Mohamed inquadra il cambiamento climatico come una sfida condivisa: “È qui”, dice, evidenziando che lo sviluppo di quel nuovo paradigma cooperativo deve partire dall’affrontare insieme sfide enormi come questa. “Ogni anno degli ultimi undici è stato più caldo del precedente, con il 2023 che ha battuto tutti i record, poi il 2024 — non sappiamo come sarà il 2025, ma le estati sono già molto più calde”.

Il Corno d’Africa e le regioni circostanti stanno vivendo siccità e inondazioni, ricorda: nel 2011, oltre 250.000 persone sono morte a causa dell’insicurezza alimentare legata a sconvolgimenti climatici. ”È scoraggiante vedere che in alcuni ambienti il cambiamento climatico venga ancora definito una bufala”, soprattutto quando gli incendi — dall’Italia alla Grecia a Los Angeles — stanno distruggendo migliaia di ettari, sempre più alimentati dal riscaldamento globale.

Disuguaglianze e risposte

Ma l’inviato di Nairobi ci ricorda anche che il Kenya emette meno dello 0,01% dei gas serra globali, eppure subisce una quota sproporzionata dei danni.
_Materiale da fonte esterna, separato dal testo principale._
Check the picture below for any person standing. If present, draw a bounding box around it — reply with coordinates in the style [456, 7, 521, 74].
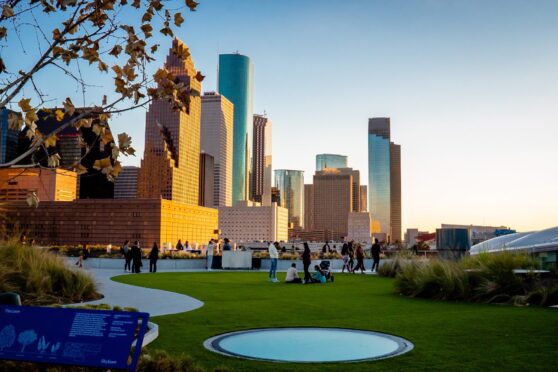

Per questo motivo, Mohamed accoglie con favore iniziative come il Fondo italiano per il clima, definendolo “un passo nella giusta direzione contro le disuguaglianze” — un impegno da 3,2 miliardi di euro, parte del quale è già stato destinato al Kenya attraverso istituzioni finanziarie multilaterali. “Siamo qui a Roma anche per discutere su come gestire questi fondi”.

Per Mohamed, la lotta al cambiamento climatico non è solo un’urgenza scientifica, è una questione di giustizia globale e di sicurezza collettiva. I legami tra clima, sicurezza e disuguaglianze si stanno facendo sempre più stretti. Il partenariato Italia–Kenya è visto a Nairobi come un esempio concreto di cooperazione efficace e condivisa. La sua attuazione è osservata con attenzione non solo in tutta l’Africa, ma sempre più anche in Europa, perché parte del paradigma che la strategia italiana per l’Africa può rappresentare.